Argentina, United States ask OAS to discuss Interpol red alerts with member states

Request comes less than 24 hours after Foreign Minister Santiago Cafiero met with US Secretary of State Antony Blinken and less than a week after Iranian official and AMIA suspect Mohsen Rezai visited Nicaragua.

Argentina and the United States have asked the Organisation of American States to reactivate red alerts in all its member states in the Americas so that Interpol can take action against the six Iranians accused of the AMIA bombing. 

The request, issued a day after Foreign Minister Santiago Cafiero met with US Secretary of State Antony Blinken in Washington DC, will be put to the rest of the OAS member states, according to a report by the Clarín daily.

According to the newspaper, Argentina’s permanent mission to the OAS has requested the item be included for discussion on the agenda of the body’s next meeting of its permanent council on January 19, 2022.

The US State Department said Wednesday that both states expressed “serious concern” about the recent visit to Nicaragua by Iranian official Mohsen Rezai, who faces an international arrest warrant related to his alleged role in the deadly 1994 bombing attack on the AMIA Jewish community centre in Buenos Aires.

The Iranian official stands accused of being one of the intellectual authors of the attack. At the time, he was serving as a commander in the Iranian Revolutionary Guards.

Rezai, in his role as the Islamic Republic's vice-president for economic affairs, led the Iranian delegation to the January 10 inauguration of Daniel Ortega. The Nicaragua leader began a fourth consecutive term in office while under new sanctions from the United States and the European Union, which consider his reelection to have been a "farce" after multiple opposition candidates were jailed in the run-up to the vote.

During Tuesday’s meeting in Washington, Blinken and Cafiero "expressed serious concern about Rezai's recent visit to Nicaragua," said US State Department Spokesperson Ned Price.

Blinken's spokesman noted that Rezai, a former commander of the Iranian Revolutionary Guard, "is the subject of an Interpol Red Notice for aggravated murder and damages in connection with the 1994 bombing of the Israeli-Argentine Mutual Association (AMIA) that killed 85 people in Buenos Aires."

The secretary of state and the Argentine foreign minister "discussed cooperation in efforts to bring to justice those suspected of complicity in the attack," Price said in a statement following the bilateral meeting.

Argentina’s Foreign Ministry did not mention the issue in a statement issued after the meeting, but a senior government official told reporters in Washington that it was the Argentine delegation that raised the issue during the meeting, pointing to the need for international cooperation to carry out Interpol's red alert procedures. 

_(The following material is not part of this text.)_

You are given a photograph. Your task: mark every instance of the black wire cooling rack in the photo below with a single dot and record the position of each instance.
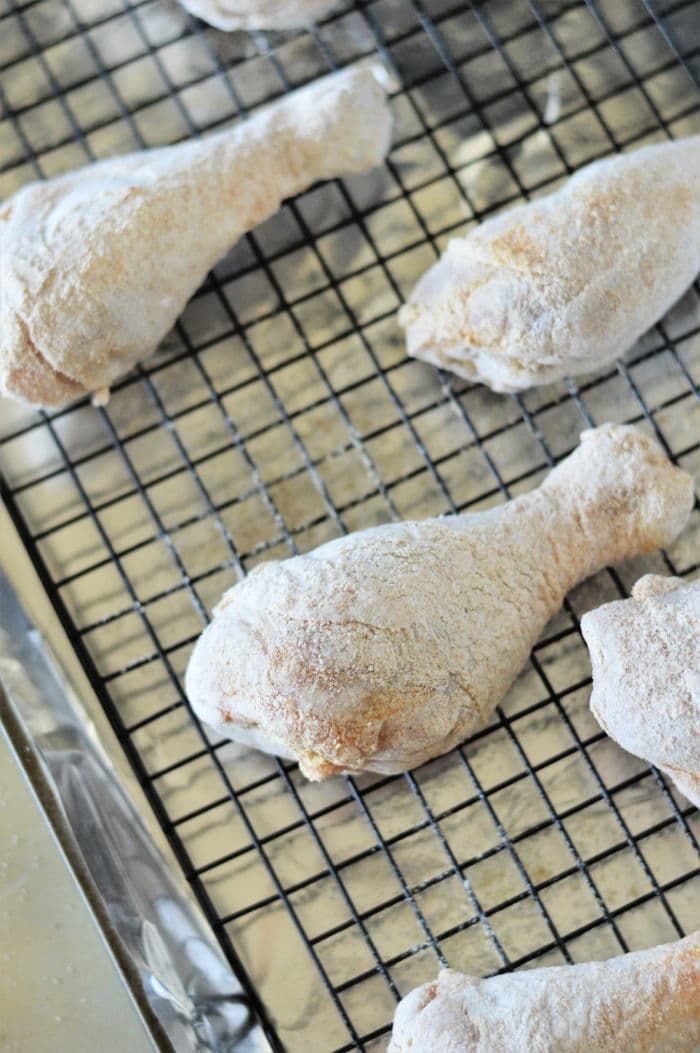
(282, 412)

"We asked the United States to help us with this dynamic," said the source, speaking on condition of anonymity.

The official said Argentina wants to "take an initiative" in the Organisation of American States (OAS) to "put the issue back on the agenda."

Argentina condemned Rezai's presence in Managua on 11 January as "an affront to Argentine justice and to the victims of the brutal terrorist attack on the AMIA", which remains unpunished. 

President Alberto Fernández's government had already repudiated Rezai's appointment to his post last August, among other appointments of people accused by the Argentine justice system in the Tehran government, including Interior Minister Ahmad Vahidi.

Ambassador to Nicaragua Daniel Capitanich was Argentina's sole representative at the inauguration of Ortega and his wife and vice-president, Rosario Murillo, which was not attended by any US delegates.

US Assistant Secretary of State for the Americas Brian Nichols, who was seated next to Blinken at the meeting with Cafiero, tweeted on Friday that "the hemisphere cannot look the other way while Ortega-Murillo undermine democracy and regional security."

Iran announced last week that it will support the Ortega government in the face of the "threats" it faces from the United States.